I took it too far. Tears welled up in my mother's eyes.

"Oh, I see," she mumbled.

She turned around and walked out the door silently. The sound quiet sound of her heels clicking down the hall made me regret what I had said. I still believed it, but I hated that I said it to her. I knew how sensitive she was about that topic.

"Why? Why did I say that?" I whispered to myself.

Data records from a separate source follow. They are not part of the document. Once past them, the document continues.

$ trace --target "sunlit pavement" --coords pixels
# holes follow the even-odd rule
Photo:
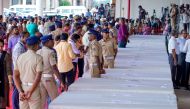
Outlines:
[[[86,73],[50,109],[177,109],[164,37],[130,40],[127,48],[119,49],[115,69],[100,79]]]

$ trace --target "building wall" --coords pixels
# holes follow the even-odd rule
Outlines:
[[[190,0],[184,0],[190,2]],[[138,17],[138,6],[142,7],[149,13],[153,14],[153,10],[156,10],[157,17],[161,16],[162,7],[168,7],[171,3],[180,4],[180,0],[131,0],[131,18]],[[128,0],[116,0],[116,17],[128,16]]]

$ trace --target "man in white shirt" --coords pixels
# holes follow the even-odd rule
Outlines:
[[[178,70],[178,55],[180,53],[179,45],[176,39],[177,37],[178,37],[177,32],[172,31],[171,38],[168,44],[169,64],[170,64],[170,69],[171,69],[173,86],[175,89],[179,89],[176,83],[176,76],[178,74],[178,71],[177,71]]]
[[[179,44],[180,54],[178,55],[178,65],[179,65],[179,73],[177,75],[176,81],[177,84],[180,86],[184,86],[184,80],[185,80],[185,57],[186,53],[183,51],[183,48],[185,46],[186,38],[187,38],[187,32],[185,30],[182,30],[181,32],[182,36],[177,38],[177,43]]]

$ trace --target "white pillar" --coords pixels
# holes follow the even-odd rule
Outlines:
[[[46,0],[46,11],[50,11],[50,9],[51,9],[51,7],[50,7],[50,0]]]
[[[0,0],[0,15],[3,15],[3,0]]]
[[[73,0],[73,6],[77,6],[77,0]]]
[[[32,5],[36,5],[36,1],[38,0],[32,0]]]
[[[36,0],[36,10],[38,16],[43,15],[43,6],[42,6],[42,0]]]
[[[26,5],[26,0],[22,0],[22,4],[23,4],[23,5]]]
[[[9,0],[9,6],[13,5],[13,1]]]
[[[59,7],[59,0],[55,0],[55,8]]]
[[[93,3],[93,0],[86,0],[87,9],[92,9],[92,3]]]
[[[21,4],[22,4],[21,0],[18,0],[18,4],[19,4],[19,5],[21,5]]]

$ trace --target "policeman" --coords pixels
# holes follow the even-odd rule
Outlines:
[[[60,36],[63,33],[62,23],[61,22],[56,21],[55,22],[55,27],[56,27],[56,29],[51,32],[54,40],[56,39],[57,36]]]
[[[56,81],[53,74],[59,79],[61,86],[63,87],[61,76],[57,69],[56,54],[53,51],[54,40],[52,35],[46,35],[41,38],[43,44],[42,49],[37,51],[37,54],[43,57],[43,73],[41,79],[41,97],[42,97],[42,108],[44,108],[48,97],[51,101],[58,96],[58,90]]]
[[[102,70],[102,52],[99,42],[96,40],[96,33],[89,31],[89,53],[90,53],[90,73],[92,78],[100,78]]]
[[[182,36],[177,38],[177,42],[179,45],[179,50],[180,50],[180,54],[178,55],[178,75],[176,77],[176,82],[178,85],[180,86],[184,86],[185,85],[185,66],[186,66],[186,62],[185,62],[185,57],[186,57],[186,53],[183,50],[184,46],[185,46],[185,42],[187,40],[187,35],[188,33],[185,30],[182,30],[181,32]]]
[[[117,44],[109,37],[109,30],[102,30],[103,39],[99,41],[102,47],[104,68],[114,68],[114,58],[117,53]]]
[[[179,45],[177,44],[176,40],[177,37],[177,32],[173,30],[168,44],[169,64],[171,69],[172,82],[175,89],[179,89],[176,81],[176,76],[179,73],[178,55],[180,53]]]
[[[21,54],[14,67],[14,81],[19,92],[20,109],[42,109],[40,80],[43,72],[43,58],[36,54],[39,38],[26,40],[28,51]]]

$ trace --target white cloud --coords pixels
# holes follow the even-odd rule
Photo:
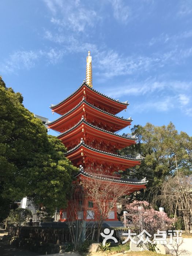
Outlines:
[[[185,113],[187,116],[192,117],[192,108],[187,108],[185,110]]]
[[[192,37],[192,30],[186,30],[174,35],[162,33],[159,36],[153,37],[148,43],[150,46],[152,46],[155,44],[178,44],[179,41],[185,40],[187,38]]]
[[[110,1],[113,10],[114,18],[117,20],[126,23],[129,17],[131,10],[122,0]]]
[[[74,31],[83,32],[99,19],[94,10],[77,0],[44,0],[54,17],[51,22]]]
[[[179,5],[177,14],[180,16],[189,15],[192,13],[192,2],[191,0],[181,0]]]
[[[115,98],[125,95],[137,96],[147,94],[152,94],[155,93],[158,94],[161,92],[165,91],[171,91],[172,94],[174,92],[177,94],[181,90],[187,91],[192,86],[191,83],[177,80],[159,82],[155,79],[149,79],[138,83],[129,81],[127,82],[127,85],[121,86],[118,88],[118,90],[115,86],[111,86],[110,88],[106,90],[105,93],[109,96]],[[185,95],[181,95],[181,99],[183,99]]]
[[[174,107],[175,97],[166,96],[160,100],[148,101],[142,104],[137,104],[134,106],[132,113],[156,110],[159,112],[166,112]]]
[[[190,97],[186,94],[179,94],[178,100],[180,104],[182,106],[185,106],[189,102]]]
[[[7,73],[15,72],[19,69],[29,69],[42,58],[45,59],[46,64],[55,64],[62,59],[64,53],[64,51],[53,48],[47,51],[17,51],[1,62],[0,70]]]

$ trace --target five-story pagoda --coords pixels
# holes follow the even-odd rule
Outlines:
[[[122,179],[120,175],[114,174],[118,170],[124,171],[140,163],[140,157],[124,157],[117,153],[118,150],[136,143],[135,136],[127,137],[116,133],[131,123],[131,117],[125,119],[116,115],[129,104],[93,88],[90,52],[86,74],[86,82],[66,99],[51,106],[52,111],[61,116],[49,122],[49,128],[61,133],[58,137],[68,148],[66,156],[75,166],[81,166],[76,176],[79,180],[92,178],[91,174],[94,171],[102,173],[98,178],[103,180],[103,182],[108,181],[114,186],[126,186],[129,193],[145,188],[145,178]],[[63,211],[61,221],[65,220],[68,214],[67,210]],[[117,220],[116,212],[114,207],[114,214],[108,219]],[[86,213],[83,215],[86,220]]]

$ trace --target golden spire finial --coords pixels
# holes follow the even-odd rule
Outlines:
[[[86,83],[90,87],[93,87],[92,58],[91,56],[90,56],[90,51],[88,52],[88,56],[87,57]]]

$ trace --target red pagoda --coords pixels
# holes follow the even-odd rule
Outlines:
[[[123,179],[120,175],[114,174],[118,170],[124,171],[140,163],[140,157],[117,154],[118,150],[136,143],[135,136],[127,137],[116,133],[131,124],[131,117],[125,119],[116,115],[128,105],[127,102],[114,99],[93,88],[91,57],[89,52],[86,82],[84,81],[66,99],[51,106],[52,111],[61,116],[47,124],[49,128],[61,133],[58,138],[68,148],[67,157],[74,165],[81,166],[76,176],[79,180],[92,178],[93,170],[98,174],[104,170],[104,175],[103,172],[98,177],[103,182],[108,181],[114,186],[127,186],[129,193],[146,188],[147,181],[145,178]],[[116,207],[113,210],[114,212],[106,220],[117,220]],[[65,221],[67,211],[63,210],[61,212],[61,221]],[[86,212],[82,216],[85,220],[90,218]]]

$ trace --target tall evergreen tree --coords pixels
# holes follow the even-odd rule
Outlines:
[[[64,146],[48,135],[23,99],[0,78],[0,211],[27,196],[53,212],[56,207],[66,205],[77,169],[65,157]]]
[[[168,177],[175,175],[176,155],[179,171],[191,173],[192,137],[184,132],[179,133],[172,123],[167,126],[155,126],[150,123],[144,127],[135,125],[131,132],[138,138],[137,144],[118,153],[124,155],[140,154],[143,159],[140,166],[127,170],[124,173],[127,177],[146,176],[149,181],[148,188],[161,185]],[[147,193],[144,197],[147,196]],[[143,193],[139,193],[138,196],[142,198]]]

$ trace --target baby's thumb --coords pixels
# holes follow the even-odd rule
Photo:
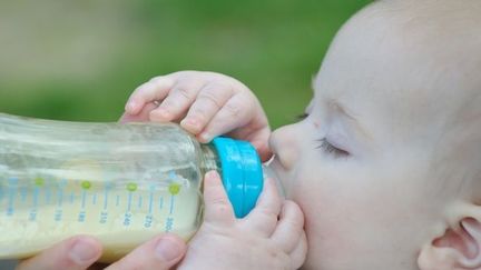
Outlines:
[[[204,178],[204,222],[232,224],[234,210],[216,171],[209,171]]]

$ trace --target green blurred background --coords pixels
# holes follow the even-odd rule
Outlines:
[[[226,73],[274,128],[301,114],[336,30],[367,0],[0,2],[0,111],[116,121],[129,93],[178,70]]]

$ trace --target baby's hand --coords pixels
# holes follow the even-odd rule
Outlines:
[[[121,121],[177,121],[200,142],[227,134],[247,140],[263,160],[271,128],[254,93],[238,80],[214,72],[179,71],[153,78],[127,101]]]
[[[256,208],[243,219],[234,217],[215,171],[206,174],[204,184],[204,223],[178,269],[291,270],[304,263],[304,216],[293,201],[282,201],[272,180],[265,182]]]

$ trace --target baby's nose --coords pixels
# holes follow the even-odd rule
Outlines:
[[[284,169],[293,168],[298,159],[298,141],[295,124],[288,124],[276,129],[271,138],[269,146],[273,153],[277,157]]]

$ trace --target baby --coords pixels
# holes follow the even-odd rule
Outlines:
[[[197,71],[140,86],[122,120],[274,153],[287,200],[268,181],[235,220],[210,172],[179,269],[481,269],[480,72],[481,1],[376,1],[337,33],[297,123],[271,134],[247,87]]]
[[[481,269],[480,72],[481,1],[379,1],[336,36],[298,123],[269,136],[245,86],[195,71],[140,86],[124,119],[179,120],[264,158],[271,137],[305,214],[305,269]]]

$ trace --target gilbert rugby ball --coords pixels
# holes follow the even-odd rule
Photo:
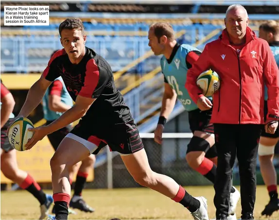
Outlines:
[[[33,132],[28,128],[34,128],[32,122],[26,118],[19,118],[13,122],[8,133],[9,141],[17,151],[25,151],[25,146],[33,136]]]
[[[205,71],[197,79],[197,85],[203,91],[203,95],[211,96],[220,88],[220,80],[218,74],[211,70]]]

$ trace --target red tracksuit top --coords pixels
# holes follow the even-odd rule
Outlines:
[[[248,27],[239,55],[230,45],[227,30],[208,43],[187,73],[185,87],[196,103],[201,94],[196,79],[209,68],[221,78],[213,95],[212,123],[263,124],[264,85],[268,88],[267,118],[279,117],[279,70],[267,42]]]

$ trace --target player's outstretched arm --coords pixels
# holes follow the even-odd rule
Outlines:
[[[43,75],[31,86],[28,92],[26,100],[21,108],[18,117],[27,117],[40,103],[46,91],[52,82],[45,79]],[[17,117],[17,118],[18,118]]]
[[[75,104],[72,108],[66,111],[52,123],[47,126],[29,128],[28,130],[34,132],[34,135],[25,145],[25,149],[31,149],[46,135],[64,128],[84,116],[96,99],[96,98],[84,97],[78,95],[76,99]]]
[[[63,85],[60,80],[54,81],[49,88],[49,108],[52,111],[65,112],[71,108],[71,106],[64,103],[61,101],[61,91]]]
[[[1,128],[6,124],[13,112],[16,102],[12,94],[1,83]]]
[[[96,100],[95,98],[84,97],[78,95],[75,101],[75,104],[72,107],[66,111],[52,123],[44,126],[47,131],[47,133],[50,134],[64,128],[84,116]]]

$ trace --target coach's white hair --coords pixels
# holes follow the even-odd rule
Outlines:
[[[241,5],[241,4],[232,4],[231,5],[230,5],[229,6],[228,6],[228,7],[227,8],[227,11],[226,12],[226,17],[227,18],[227,14],[228,13],[228,12],[232,10],[232,9],[237,9],[238,8],[241,8],[242,9],[243,9],[244,12],[245,12],[245,16],[246,16],[246,18],[248,18],[248,13],[247,13],[247,11],[246,10],[246,9],[245,9],[245,8],[244,7],[243,7],[242,5]]]

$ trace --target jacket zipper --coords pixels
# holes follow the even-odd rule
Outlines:
[[[240,71],[240,59],[239,58],[239,54],[236,51],[237,58],[238,60],[238,70],[239,71],[239,83],[240,85],[240,93],[239,97],[239,123],[240,124],[241,119],[241,97],[242,96],[242,84],[241,82],[241,72]]]
[[[220,110],[220,102],[221,102],[221,84],[220,84],[220,88],[219,88],[219,103],[218,105],[218,112],[219,112],[219,110]]]

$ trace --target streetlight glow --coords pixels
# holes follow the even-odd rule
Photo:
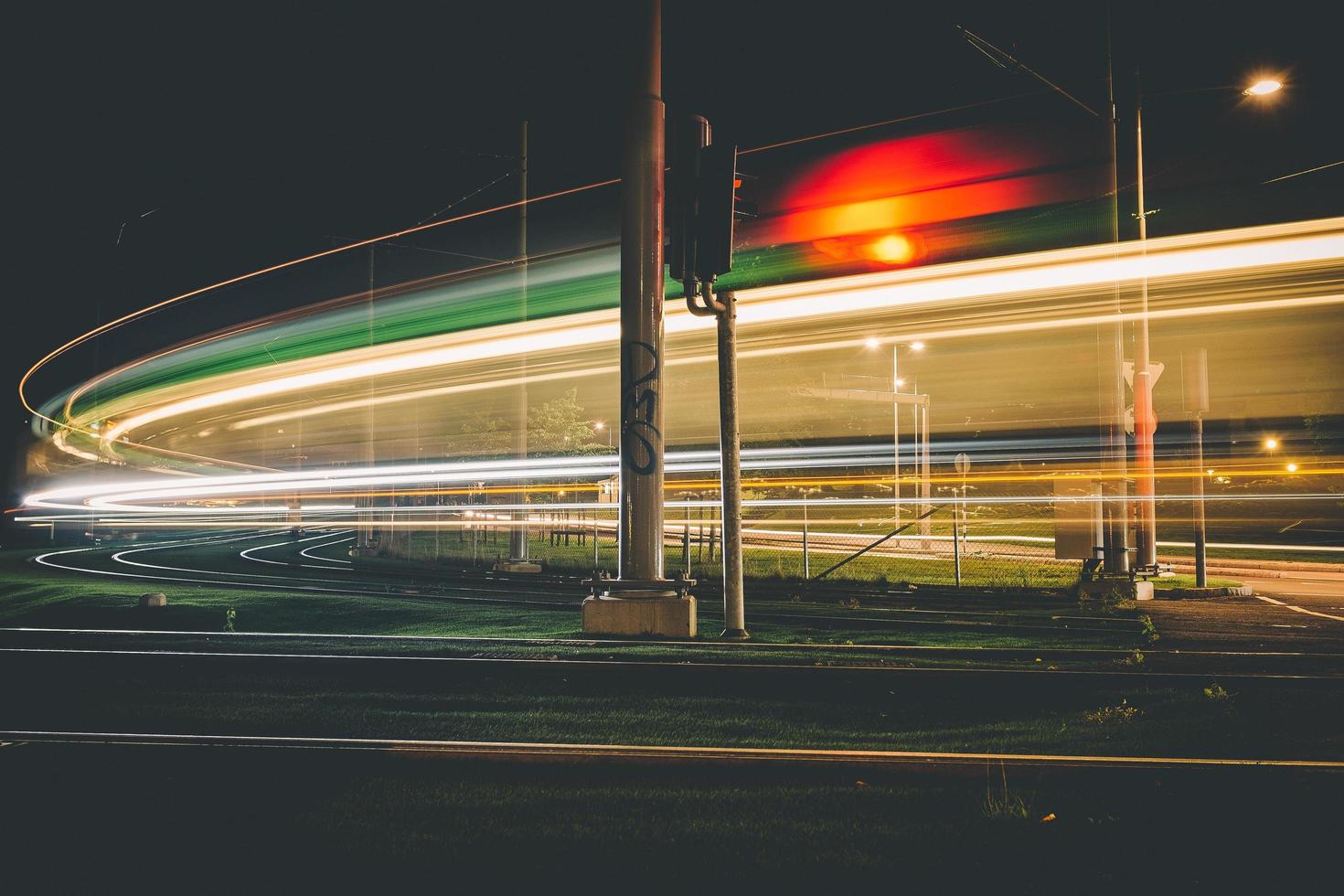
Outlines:
[[[1284,89],[1282,81],[1275,81],[1273,78],[1262,78],[1257,81],[1250,87],[1242,91],[1243,97],[1265,97],[1271,93],[1278,93]]]

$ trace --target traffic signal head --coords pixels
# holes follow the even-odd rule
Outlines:
[[[700,150],[695,275],[708,283],[732,270],[732,216],[737,204],[738,148],[710,144]]]
[[[710,124],[692,116],[673,129],[668,172],[667,262],[673,279],[711,282],[732,269],[738,149],[712,144]]]

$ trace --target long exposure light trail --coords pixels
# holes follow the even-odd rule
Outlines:
[[[1148,240],[1146,251],[1136,244],[1116,249],[1111,244],[1054,250],[1021,257],[958,262],[929,269],[909,269],[879,274],[862,274],[831,281],[759,287],[739,293],[739,325],[778,325],[818,316],[852,316],[896,308],[929,306],[969,298],[1008,296],[1042,290],[1078,290],[1130,282],[1184,277],[1211,277],[1263,267],[1290,267],[1309,262],[1344,258],[1344,222],[1305,222],[1216,231]],[[1325,232],[1321,232],[1325,231]],[[1228,302],[1199,309],[1165,309],[1154,317],[1210,316],[1302,308],[1344,302],[1337,294]],[[1110,312],[1113,314],[1113,310]],[[1009,332],[1017,328],[1081,326],[1107,320],[1106,313],[1070,316],[1056,321],[993,324],[989,328],[960,328],[958,334]],[[685,312],[667,317],[668,336],[703,326]],[[391,347],[356,349],[321,359],[277,365],[255,373],[216,377],[218,387],[198,391],[190,398],[168,400],[148,410],[122,415],[101,433],[103,443],[129,438],[129,433],[148,423],[196,411],[227,407],[241,402],[366,380],[376,376],[407,373],[454,364],[501,359],[523,353],[560,351],[573,345],[601,345],[616,341],[618,325],[614,312],[591,312],[563,318],[512,324],[439,337],[407,340]],[[934,332],[934,334],[938,334]],[[923,337],[923,336],[922,336]],[[750,349],[749,349],[750,351]],[[766,349],[766,351],[797,351]],[[747,352],[743,353],[747,356]],[[673,363],[675,359],[673,359]],[[285,371],[289,371],[288,373]],[[212,380],[214,382],[214,380]],[[195,388],[200,390],[202,384]]]

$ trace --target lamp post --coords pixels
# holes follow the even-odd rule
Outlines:
[[[882,340],[876,336],[870,336],[864,344],[868,348],[878,348],[882,345]],[[892,523],[894,525],[900,525],[900,402],[896,395],[900,394],[900,387],[906,384],[900,379],[900,343],[891,344],[891,506],[892,506]],[[906,345],[911,352],[922,352],[926,345],[914,340]],[[919,492],[917,492],[918,500],[923,504],[929,502],[929,408],[926,404],[914,404],[914,433],[915,433],[915,467],[919,470]],[[921,449],[922,445],[922,449]],[[921,533],[927,535],[927,521],[921,527]]]
[[[1136,78],[1137,81],[1137,78]],[[1243,97],[1267,97],[1284,87],[1281,81],[1263,78],[1242,90]],[[1134,150],[1136,150],[1136,199],[1138,210],[1140,259],[1146,255],[1148,211],[1144,203],[1144,93],[1136,83],[1134,106]],[[1185,91],[1173,91],[1185,93]],[[1142,265],[1142,261],[1140,261]],[[1153,451],[1153,437],[1157,433],[1157,418],[1153,414],[1153,379],[1148,341],[1148,273],[1142,269],[1138,293],[1138,328],[1134,334],[1134,490],[1138,501],[1138,557],[1136,567],[1149,572],[1157,571],[1157,476]],[[1270,439],[1273,442],[1273,439]],[[1273,446],[1266,442],[1266,447]]]

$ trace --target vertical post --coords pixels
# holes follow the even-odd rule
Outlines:
[[[621,171],[620,578],[663,579],[661,4],[644,0]]]
[[[919,403],[919,513],[929,513],[929,508],[933,501],[931,484],[929,481],[929,396],[923,396],[923,402]],[[923,536],[923,549],[927,551],[929,533],[933,529],[933,520],[927,516],[919,521],[919,535]]]
[[[1180,356],[1181,406],[1191,415],[1195,469],[1191,470],[1191,523],[1195,528],[1195,586],[1208,584],[1204,557],[1204,414],[1208,411],[1208,351],[1196,348]]]
[[[961,501],[956,486],[952,489],[952,568],[961,587]]]
[[[898,357],[900,347],[891,347],[891,524],[900,528],[900,371]],[[896,543],[899,545],[899,541]]]
[[[1106,8],[1106,130],[1110,144],[1110,240],[1120,249],[1120,172],[1116,144],[1116,85],[1111,77],[1110,8]],[[1118,305],[1118,286],[1117,286]],[[1125,485],[1128,446],[1125,445],[1125,329],[1116,309],[1116,322],[1099,324],[1097,333],[1101,391],[1102,477],[1102,568],[1110,575],[1129,572],[1129,500]]]
[[[1136,77],[1137,81],[1137,77]],[[1140,97],[1142,93],[1138,94]],[[1134,148],[1137,152],[1138,246],[1140,263],[1148,249],[1148,211],[1144,207],[1144,107],[1134,109]],[[1153,377],[1148,347],[1148,273],[1140,278],[1138,325],[1134,337],[1134,492],[1138,501],[1138,557],[1140,570],[1157,567],[1157,481],[1153,459],[1153,435],[1157,420],[1153,415]]]
[[[707,287],[708,289],[708,287]],[[723,638],[745,641],[742,594],[742,439],[738,430],[738,300],[719,293],[719,454],[723,459]]]
[[[681,524],[681,568],[691,575],[691,502],[687,501],[685,521]]]
[[[802,492],[802,580],[812,578],[812,563],[808,557],[808,492]]]
[[[593,595],[583,600],[583,631],[694,638],[696,602],[685,594],[689,586],[668,580],[663,570],[661,3],[625,5],[638,31],[629,42],[636,64],[621,163],[618,579],[594,578]]]
[[[1204,557],[1204,418],[1196,412],[1189,429],[1195,449],[1195,469],[1191,477],[1195,494],[1191,502],[1191,521],[1195,527],[1195,587],[1203,588],[1208,586],[1208,566]]]
[[[527,320],[527,122],[519,130],[517,161],[517,273],[519,273],[519,320]],[[513,455],[527,459],[527,355],[520,356],[521,372],[517,386],[517,408],[513,420]],[[527,480],[519,480],[517,504],[527,504]],[[509,560],[527,563],[528,548],[527,508],[513,512],[513,528],[509,529]]]

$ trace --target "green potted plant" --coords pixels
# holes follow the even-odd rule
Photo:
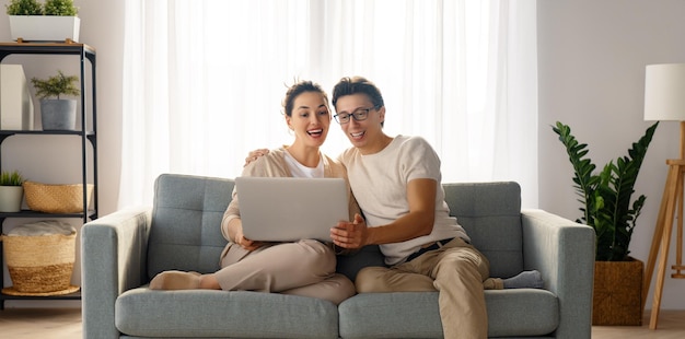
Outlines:
[[[81,20],[73,0],[11,0],[5,5],[12,39],[78,42]]]
[[[642,262],[630,257],[630,239],[647,197],[631,201],[642,161],[657,121],[628,150],[628,155],[609,161],[597,174],[588,155],[588,144],[561,122],[553,126],[573,166],[573,188],[581,202],[579,223],[596,235],[593,325],[642,324]]]
[[[45,80],[31,79],[40,98],[40,119],[43,130],[74,130],[77,122],[77,101],[61,96],[78,96],[79,77],[65,75],[58,70],[57,75]]]
[[[22,207],[24,178],[19,171],[0,173],[0,212],[19,212]]]

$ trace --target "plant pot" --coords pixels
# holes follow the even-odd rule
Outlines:
[[[0,186],[0,212],[19,212],[22,209],[24,188],[22,186]]]
[[[592,325],[642,325],[642,261],[594,261]]]
[[[77,101],[69,98],[40,100],[43,130],[76,130]]]
[[[78,16],[9,15],[13,40],[66,42],[79,40],[81,20]]]

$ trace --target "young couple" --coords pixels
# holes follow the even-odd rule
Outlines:
[[[229,241],[222,269],[209,274],[162,272],[150,288],[279,292],[335,304],[356,292],[439,291],[444,337],[486,338],[484,289],[542,288],[539,273],[489,278],[487,258],[449,215],[440,159],[420,137],[384,133],[385,105],[372,82],[342,78],[333,90],[332,104],[337,113],[333,118],[352,143],[337,160],[320,151],[333,119],[328,97],[317,84],[303,81],[283,100],[292,144],[251,154],[254,159],[249,156],[243,170],[244,176],[346,178],[351,188],[350,219],[332,227],[332,243],[265,244],[245,238],[233,191],[221,223]],[[334,247],[353,250],[373,244],[380,245],[388,267],[362,269],[355,284],[335,272]]]

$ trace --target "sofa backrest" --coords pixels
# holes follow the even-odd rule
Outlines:
[[[214,272],[227,241],[221,219],[233,179],[162,174],[154,183],[148,276],[164,270]]]
[[[490,261],[490,276],[523,270],[521,187],[513,182],[443,184],[450,214]]]

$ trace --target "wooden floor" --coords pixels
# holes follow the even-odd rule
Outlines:
[[[649,314],[645,325],[594,326],[593,339],[681,339],[685,338],[685,311],[661,311],[659,328],[650,330]],[[0,311],[0,337],[13,339],[81,338],[80,308],[7,308]]]

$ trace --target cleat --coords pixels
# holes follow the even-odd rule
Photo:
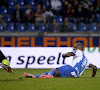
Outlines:
[[[39,78],[54,78],[52,75],[41,75]]]
[[[3,63],[1,63],[0,66],[1,66],[3,69],[5,69],[7,72],[13,73],[13,70],[11,69],[10,66],[5,65],[5,64],[3,64]],[[14,74],[14,73],[13,73],[13,74]]]
[[[28,73],[23,73],[24,78],[35,78],[34,75],[28,74]]]

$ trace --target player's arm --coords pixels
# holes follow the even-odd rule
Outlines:
[[[70,56],[74,56],[75,54],[73,52],[67,52],[65,54],[62,54],[62,57],[65,58],[65,57],[70,57]]]
[[[93,68],[92,77],[95,77],[96,72],[97,72],[97,67],[96,67],[95,65],[93,65],[93,64],[90,64],[90,66],[89,66],[89,67],[90,67],[90,68]]]

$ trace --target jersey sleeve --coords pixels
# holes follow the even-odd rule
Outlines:
[[[82,56],[83,55],[83,52],[81,50],[76,50],[76,51],[73,51],[72,53],[74,53],[74,56]]]

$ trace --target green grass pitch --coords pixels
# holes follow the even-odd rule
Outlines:
[[[0,69],[0,90],[100,90],[100,69],[92,78],[92,69],[84,71],[80,78],[23,78],[24,72],[42,74],[49,69],[14,69],[10,75]],[[19,78],[22,78],[20,80]]]

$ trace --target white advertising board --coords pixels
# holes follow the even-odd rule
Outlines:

The thought of how my mother must feel was almost too much for me to bear. I stormed out the door, checking the shelf right outside my room. Sleeping pills. That's what I needed! I just wanted to forget what had happened. You can't think when you're asleep! I hurriedly scanned the shelf. There! I spotted a small, white bottle of pills that had a name which I recognized. Those would do the trick. I took two of the pills without bothering to read the directions. I swallowed them with ease. I was used to taking medicine by then, so I was able to swallow most pills without liquid to wash it down.

I walked back to my bed with shame. I shouldn't have been taking pills without permission, but I knew the nurses would never allow me to take them if I did not actually need them. I threw myself onto my bed, wanting to disappear.

I thought of Clarence, and I was reminded of how dearly I missed him. I shouldn't have been so vengeful, but I was determined to kill whatever thing could be so evil as to end his life. He had so much to look forward to. He was a brilliant child, and I always knew he would grow up to be something great. I partly blamed my mother, for not watching over him. Sometimes, I blamed myself as well, and for the same reasons.

I thought of Elizabeth too. She was the most gentle, caring person I had ever met. She always believed me when I would talk about my dreams. I had a feeling she never truly took what I said seriously, but listened anyway, which I will always be thankful for. Without her there to listen to my nonsense, I was worried that I would explode if I wasn't able to vent. This concern didn't ever end up mattering anyway because I stopped having the dreams that I wanted to tell people about. I only had dreams of Elizabeth, perhaps because my mind had made a connection between her and my dreams, and that link was only strengthened after her death. Every night I dreamed that I was trapped in a pitch black room, and I could see Elizabeth in the distance, as I mentioned before. She was staring at her reflection in a puddle. I tried to call out to her, but she never seemed as if she was able to hear me. I always prayed to have that dream, in hopes that eventually, I would be able to reach her.

Amidst my thoughts, a darkness began to grow before me. I could feel myself being dragged into the depths of slumber, but it didn't feel like normal fatigue. I knew something was wrong. I tried to fight it, but my vision became hazy. There was no turning back. I surrendered to the darkness.